# Not Sure???????



## souljah77 (Mar 23, 2008)

I was thinking of picking up some Demasoni's from the USA on my next road trip (hard to find in Canada), is it illegal to cross the border with fish?

I also will be about 3-5 hours away from home (depending on the border crossing), how long are Demasoni's safe in the traditional bagging?


----------



## Dave (Feb 9, 2003)

This is a question that needs to be asked of your Customs Department to see if there is anything special that you need to bring them in.


----------



## Fogelhund (Dec 3, 2002)

I'm not sure why you are having problems finding demasoni, as their availability isn't a problem at all.

For example, private breeder selling them for $3.... 40+ fish available.

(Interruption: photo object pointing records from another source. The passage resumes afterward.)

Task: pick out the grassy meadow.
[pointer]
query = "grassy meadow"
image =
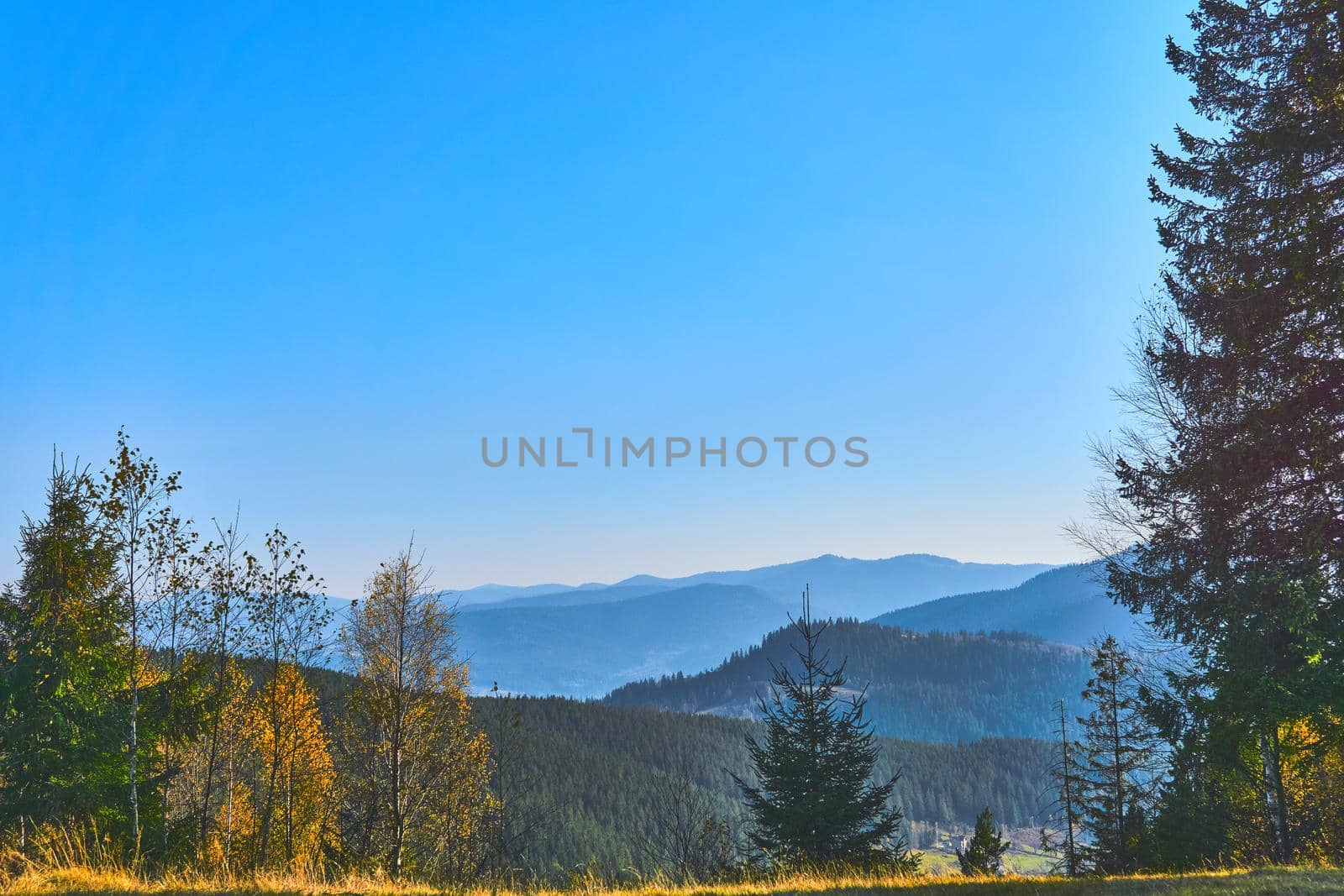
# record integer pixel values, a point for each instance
(1241, 883)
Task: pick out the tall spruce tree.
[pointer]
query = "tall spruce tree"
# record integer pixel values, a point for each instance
(815, 799)
(1233, 479)
(1120, 763)
(64, 668)
(1066, 802)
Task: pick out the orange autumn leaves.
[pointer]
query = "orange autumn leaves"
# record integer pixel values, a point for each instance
(273, 735)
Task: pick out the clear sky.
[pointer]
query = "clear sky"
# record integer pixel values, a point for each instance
(311, 255)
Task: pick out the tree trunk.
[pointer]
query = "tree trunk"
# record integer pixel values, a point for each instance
(1274, 799)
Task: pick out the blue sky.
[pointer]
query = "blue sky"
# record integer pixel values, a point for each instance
(312, 255)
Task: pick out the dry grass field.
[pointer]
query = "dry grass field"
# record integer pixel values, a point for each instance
(1240, 883)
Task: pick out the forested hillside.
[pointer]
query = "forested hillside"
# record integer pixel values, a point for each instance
(591, 774)
(925, 687)
(1068, 605)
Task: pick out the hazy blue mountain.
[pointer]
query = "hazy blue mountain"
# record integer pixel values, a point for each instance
(584, 641)
(840, 586)
(1068, 605)
(851, 587)
(588, 649)
(495, 593)
(929, 687)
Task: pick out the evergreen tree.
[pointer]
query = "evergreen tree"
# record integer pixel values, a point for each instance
(1231, 484)
(984, 855)
(815, 799)
(1119, 765)
(64, 668)
(1066, 782)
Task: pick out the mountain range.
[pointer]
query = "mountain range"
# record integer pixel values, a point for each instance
(937, 687)
(588, 640)
(840, 586)
(1068, 605)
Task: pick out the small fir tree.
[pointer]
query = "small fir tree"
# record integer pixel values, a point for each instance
(813, 801)
(984, 855)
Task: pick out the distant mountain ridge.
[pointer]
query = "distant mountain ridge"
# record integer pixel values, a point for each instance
(1068, 605)
(936, 687)
(840, 586)
(585, 641)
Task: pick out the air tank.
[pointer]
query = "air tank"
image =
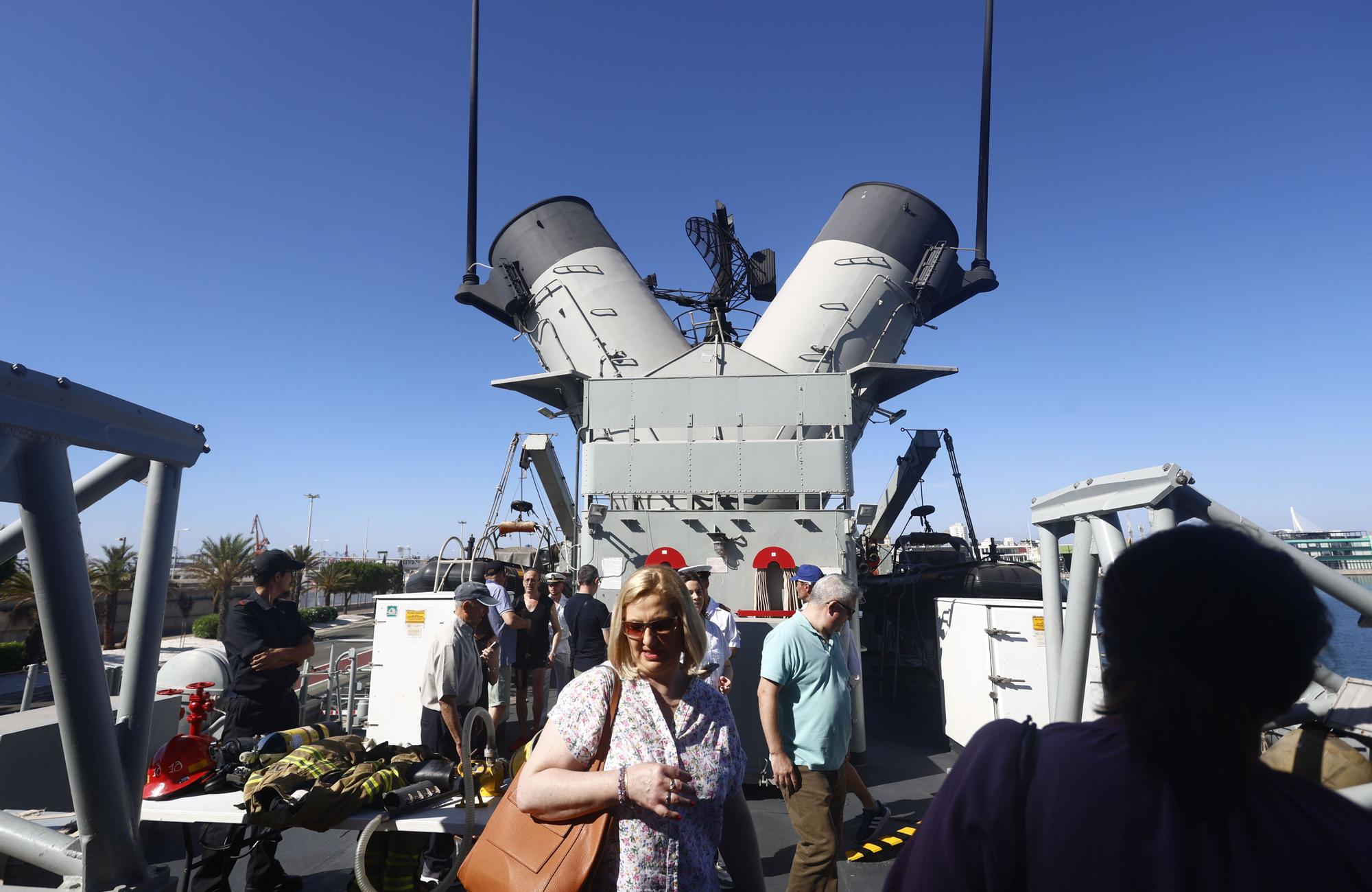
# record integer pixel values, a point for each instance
(850, 298)
(587, 308)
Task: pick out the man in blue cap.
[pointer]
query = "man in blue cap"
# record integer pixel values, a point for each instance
(806, 577)
(456, 673)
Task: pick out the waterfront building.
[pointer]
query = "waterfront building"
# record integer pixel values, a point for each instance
(1340, 550)
(1012, 551)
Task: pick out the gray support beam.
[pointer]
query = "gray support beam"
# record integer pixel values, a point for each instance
(146, 614)
(1076, 636)
(1163, 517)
(1108, 537)
(90, 489)
(62, 585)
(860, 736)
(539, 451)
(1362, 795)
(1321, 577)
(1052, 578)
(910, 469)
(1329, 680)
(31, 681)
(39, 846)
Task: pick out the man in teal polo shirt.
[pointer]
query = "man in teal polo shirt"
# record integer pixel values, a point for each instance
(805, 703)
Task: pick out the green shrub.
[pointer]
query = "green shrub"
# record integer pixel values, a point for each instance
(319, 614)
(12, 657)
(206, 626)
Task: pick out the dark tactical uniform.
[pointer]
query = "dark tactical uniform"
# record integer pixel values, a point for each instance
(259, 703)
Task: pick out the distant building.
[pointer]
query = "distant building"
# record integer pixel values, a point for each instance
(1340, 550)
(1012, 551)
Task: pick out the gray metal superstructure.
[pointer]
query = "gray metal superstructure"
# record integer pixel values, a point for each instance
(736, 456)
(106, 762)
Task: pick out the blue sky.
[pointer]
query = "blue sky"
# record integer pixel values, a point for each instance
(252, 216)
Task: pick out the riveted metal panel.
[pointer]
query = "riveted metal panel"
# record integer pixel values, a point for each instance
(714, 467)
(827, 467)
(720, 401)
(772, 466)
(705, 467)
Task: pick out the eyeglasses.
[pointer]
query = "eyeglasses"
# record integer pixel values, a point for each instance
(659, 626)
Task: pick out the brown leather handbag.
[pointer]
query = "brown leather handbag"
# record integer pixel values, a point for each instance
(517, 852)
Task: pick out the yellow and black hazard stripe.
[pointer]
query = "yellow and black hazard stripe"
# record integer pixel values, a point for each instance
(883, 847)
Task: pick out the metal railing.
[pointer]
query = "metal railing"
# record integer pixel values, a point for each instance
(342, 694)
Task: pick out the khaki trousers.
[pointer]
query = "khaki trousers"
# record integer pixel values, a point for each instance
(817, 813)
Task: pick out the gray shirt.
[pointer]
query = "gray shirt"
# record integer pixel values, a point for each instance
(452, 668)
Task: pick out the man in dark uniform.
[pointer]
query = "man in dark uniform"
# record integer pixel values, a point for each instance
(265, 642)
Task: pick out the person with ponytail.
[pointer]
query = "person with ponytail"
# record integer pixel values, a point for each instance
(1207, 636)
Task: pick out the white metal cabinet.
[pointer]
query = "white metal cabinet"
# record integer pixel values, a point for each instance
(404, 625)
(994, 665)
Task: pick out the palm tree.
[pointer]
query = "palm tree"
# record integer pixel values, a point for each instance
(220, 566)
(307, 556)
(333, 580)
(17, 592)
(109, 577)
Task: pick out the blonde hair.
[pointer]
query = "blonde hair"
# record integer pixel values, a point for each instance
(666, 583)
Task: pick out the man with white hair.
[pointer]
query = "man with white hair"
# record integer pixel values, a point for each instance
(875, 813)
(806, 713)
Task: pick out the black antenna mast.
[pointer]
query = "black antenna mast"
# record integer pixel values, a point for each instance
(470, 277)
(984, 160)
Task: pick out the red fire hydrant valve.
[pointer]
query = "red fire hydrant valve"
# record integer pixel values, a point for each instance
(198, 706)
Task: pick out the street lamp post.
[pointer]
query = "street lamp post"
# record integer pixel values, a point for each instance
(176, 545)
(309, 528)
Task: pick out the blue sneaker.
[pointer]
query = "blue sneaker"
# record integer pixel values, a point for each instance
(873, 820)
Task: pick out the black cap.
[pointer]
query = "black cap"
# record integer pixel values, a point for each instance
(275, 562)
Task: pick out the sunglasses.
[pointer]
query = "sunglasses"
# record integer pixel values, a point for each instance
(659, 626)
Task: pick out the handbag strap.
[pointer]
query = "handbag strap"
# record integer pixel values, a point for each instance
(603, 750)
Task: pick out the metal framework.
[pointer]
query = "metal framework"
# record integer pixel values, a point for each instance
(40, 418)
(1090, 513)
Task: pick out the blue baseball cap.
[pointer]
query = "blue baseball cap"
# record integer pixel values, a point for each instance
(475, 592)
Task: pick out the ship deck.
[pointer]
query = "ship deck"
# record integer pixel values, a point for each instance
(906, 765)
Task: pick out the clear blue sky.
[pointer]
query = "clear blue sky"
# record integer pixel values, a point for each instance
(252, 216)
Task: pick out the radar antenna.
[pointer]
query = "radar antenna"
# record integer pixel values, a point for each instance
(739, 277)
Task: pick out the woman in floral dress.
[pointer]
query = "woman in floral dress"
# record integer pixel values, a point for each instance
(674, 772)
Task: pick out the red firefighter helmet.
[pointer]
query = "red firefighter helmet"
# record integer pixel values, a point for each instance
(182, 764)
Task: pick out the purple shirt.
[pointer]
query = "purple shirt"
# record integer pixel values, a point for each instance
(1100, 819)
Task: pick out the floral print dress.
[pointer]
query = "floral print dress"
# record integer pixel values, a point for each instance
(655, 854)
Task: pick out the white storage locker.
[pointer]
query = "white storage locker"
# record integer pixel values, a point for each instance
(404, 625)
(993, 661)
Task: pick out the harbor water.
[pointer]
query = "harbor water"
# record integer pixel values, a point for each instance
(1349, 651)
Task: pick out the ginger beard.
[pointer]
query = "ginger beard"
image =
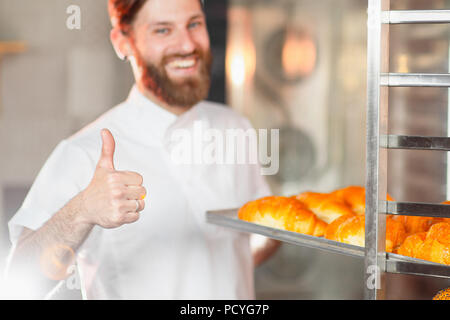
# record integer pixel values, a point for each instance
(184, 92)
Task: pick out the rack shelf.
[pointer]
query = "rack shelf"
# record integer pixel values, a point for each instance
(394, 263)
(229, 218)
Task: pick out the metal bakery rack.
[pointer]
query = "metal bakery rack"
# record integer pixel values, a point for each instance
(377, 262)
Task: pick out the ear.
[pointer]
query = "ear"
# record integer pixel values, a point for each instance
(120, 43)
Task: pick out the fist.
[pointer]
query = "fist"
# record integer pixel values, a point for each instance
(113, 198)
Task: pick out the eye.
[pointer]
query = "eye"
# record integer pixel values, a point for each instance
(162, 31)
(194, 24)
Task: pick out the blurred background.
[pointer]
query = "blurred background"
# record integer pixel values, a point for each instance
(296, 65)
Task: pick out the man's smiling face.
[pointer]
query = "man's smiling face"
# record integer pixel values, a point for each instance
(170, 43)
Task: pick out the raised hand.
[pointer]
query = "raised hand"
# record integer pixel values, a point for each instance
(113, 198)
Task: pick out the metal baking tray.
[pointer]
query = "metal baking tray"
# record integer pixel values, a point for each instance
(395, 263)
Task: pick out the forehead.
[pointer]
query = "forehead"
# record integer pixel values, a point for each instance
(168, 11)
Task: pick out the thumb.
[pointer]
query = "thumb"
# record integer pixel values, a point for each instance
(108, 146)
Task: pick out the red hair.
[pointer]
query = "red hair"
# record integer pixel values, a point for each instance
(123, 12)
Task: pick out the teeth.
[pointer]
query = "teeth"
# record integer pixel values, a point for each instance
(182, 63)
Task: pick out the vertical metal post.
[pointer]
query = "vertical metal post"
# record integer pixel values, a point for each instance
(376, 157)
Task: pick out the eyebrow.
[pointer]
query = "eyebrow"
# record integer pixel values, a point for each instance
(167, 23)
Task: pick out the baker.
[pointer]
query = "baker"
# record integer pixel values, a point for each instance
(111, 201)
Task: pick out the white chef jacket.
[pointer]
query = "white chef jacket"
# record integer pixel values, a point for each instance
(170, 252)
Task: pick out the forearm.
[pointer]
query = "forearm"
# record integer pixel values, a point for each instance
(45, 254)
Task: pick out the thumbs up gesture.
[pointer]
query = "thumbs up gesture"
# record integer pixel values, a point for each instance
(113, 198)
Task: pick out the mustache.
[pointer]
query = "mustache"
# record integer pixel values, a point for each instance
(195, 54)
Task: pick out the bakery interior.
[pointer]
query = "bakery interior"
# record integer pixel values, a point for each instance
(296, 65)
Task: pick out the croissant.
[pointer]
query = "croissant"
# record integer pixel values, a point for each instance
(444, 294)
(350, 229)
(416, 224)
(433, 245)
(326, 207)
(283, 213)
(355, 198)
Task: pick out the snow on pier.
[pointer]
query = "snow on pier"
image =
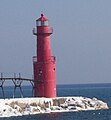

http://www.pricenetwork.ca/showthread.p ... did=197869

http://www.pricenetwork.ca/showthread.p ... did=197979 <- 40 more there....

No problems bringing them over the border, but there are a ton around here....


----------



## shumway (Jul 12, 2006)

Just sent him a pm about pricenetwork a little while ago before you posted :lol:


----------



## Joea (May 25, 2004)

souljah77 said:


> I was thinking of picking up some Demasoni's from the USA on my next road trip (hard to find in Canada), is it illegal to cross the border with fish?
> 
> I also will be about 3-5 hours away from home (depending on the border crossing), how long are Demasoni's safe in the traditional bagging?


Where were you a year ago when I had over 200 fry that NO ONE wanted?! :lol:

cichlidaholic and I single-handedly over-saturated the market here over the last three or four years with _Ps. demasoni_. At one point, I was literally _giving _them away! I think we actually affected the over-priced sale of these fish at larger LFS's... (which was kind of my goal). The _Ps. demasoni_ available near me have dropped in price by around $3 or so.

The site Fogelhund gave you is your best bet.


----------



## the_shedding_reptile (Sep 17, 2008)

They have Pseudotropheus demasoni at Big Al's in Scarborough. At least they had last week.


----------



## Dave (Feb 9, 2003)

Please use PM to recommend retailers.


----------